Era sábado, quando Francisca faleceu e a inquisição não funcionava e só na segunda-feira seria o feito retomado. Por isso o alcaide foi a casa do inquisidor Diogo de Sousa o qual mandou que o seu cadáver fosse “depositado dentro do cárcere em lugar secreto”. E assim foi enterrada “na casa antiga das diligências, como ele senhor inquisidor mandara”- no dizer do alcaide.

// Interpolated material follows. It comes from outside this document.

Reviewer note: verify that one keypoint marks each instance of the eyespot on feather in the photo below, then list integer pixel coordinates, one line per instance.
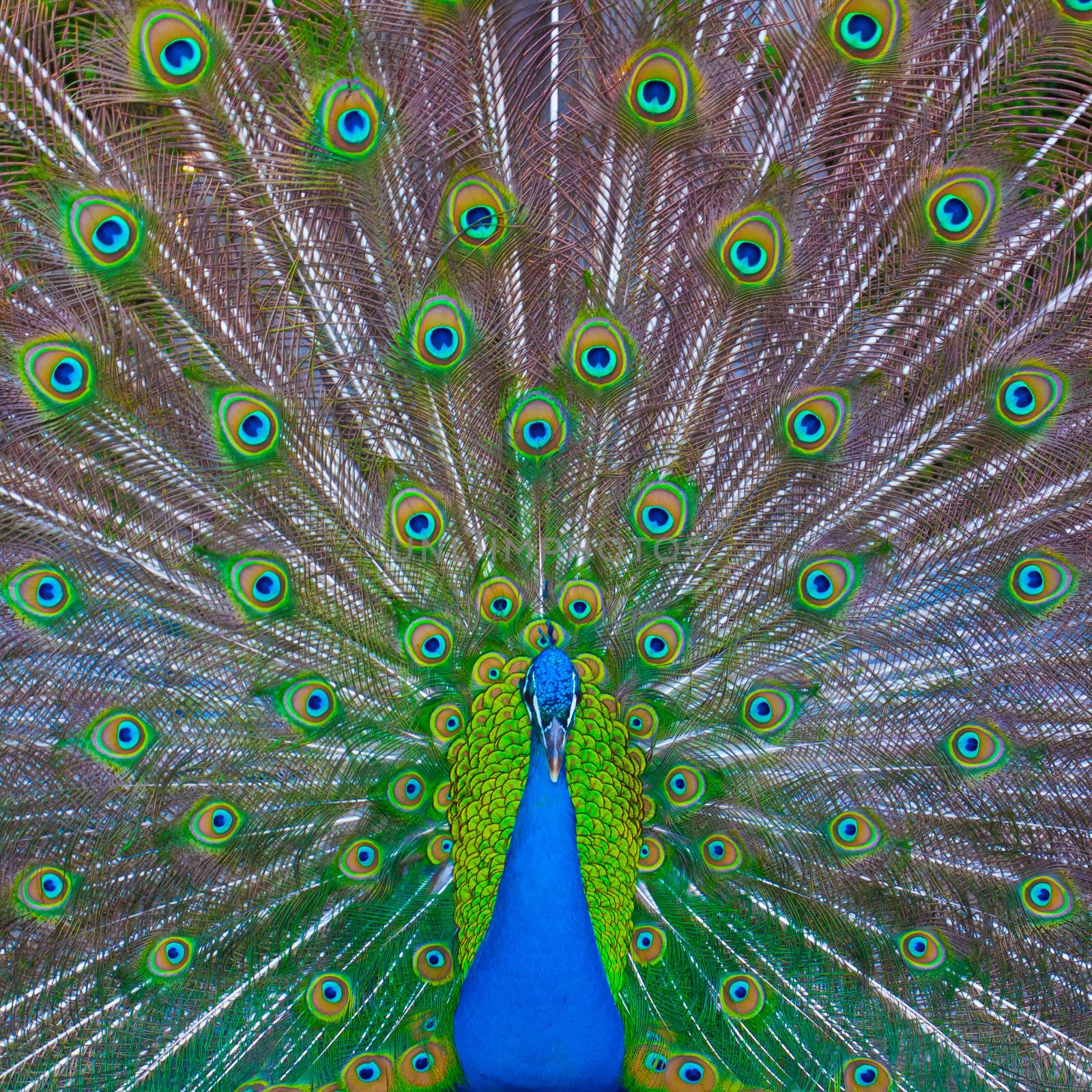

Algum cristão em Torre de Moncorvo terá rezado uma oração por sua alma? E algum judeu aceitará a oração marrana que sua mãe lhe ensinou e ela rezava ao lavar as mãos? Vejam, como consta do processo:
- Bento tu Adonay e Nosso Senhor rei sempre que nos mandou e nos encomendou nossas encomendanças santas e bentas para sobre lavadura de nossas mãos; e rezou nele o quos e os buracos descobertos e sabidos para a sobre lavadura de suas mãos.
NOTAS:
1-ANTT, inq. Coimbra, pº 445, de Francisca Fernandes.

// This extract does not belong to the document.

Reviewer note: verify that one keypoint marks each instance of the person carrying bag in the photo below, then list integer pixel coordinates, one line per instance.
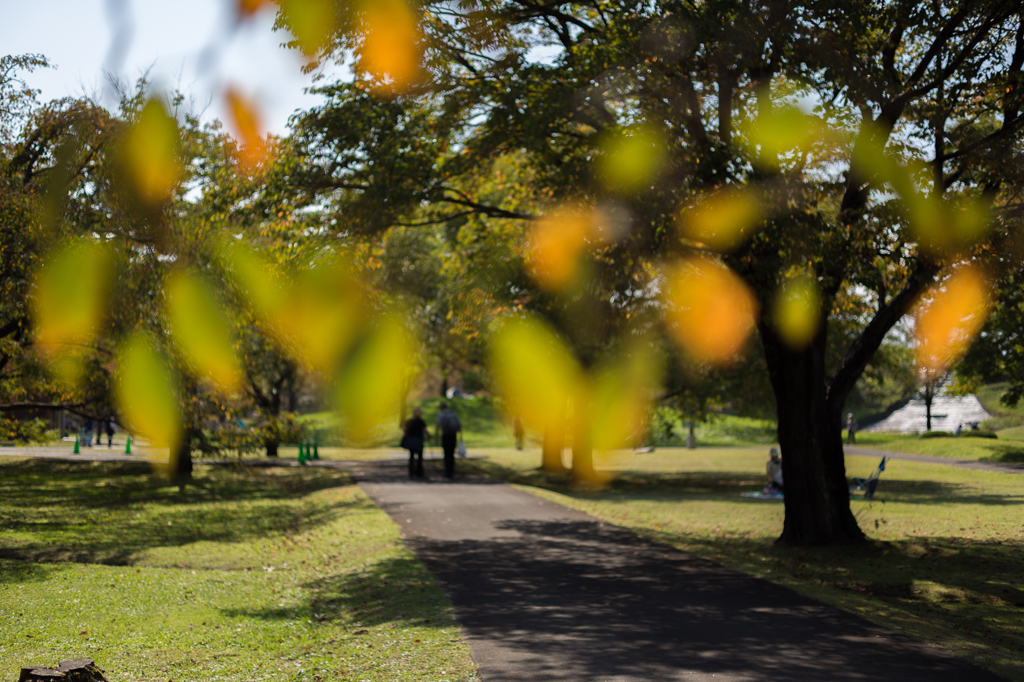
(449, 428)
(415, 435)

2-Diogo Dias Cardoso se chamava o juiz de fora. Natural de Fronteira, matriculado na universidade de Coimbra em 1554, concluiu a licenciatura em Leis em 29-7-1560 – Arquivo da Universidade de Coimbra. O vigário geral, António Soares, encontrava-se no Felgar. Dias depois escrevia para Coimbra dizendo: - Se eu estivera na terra e dela tivera culpas, ao tal tempo, não se dilatara tanto na cadeia nem sua mãe e irmão fugiriam; no que foi para mim muita desconsolação. (…) E também falam em sua mãe a qual está presa em Castela  e se diz que nas perguntas que lhe lá fizeram descobriu muita terra.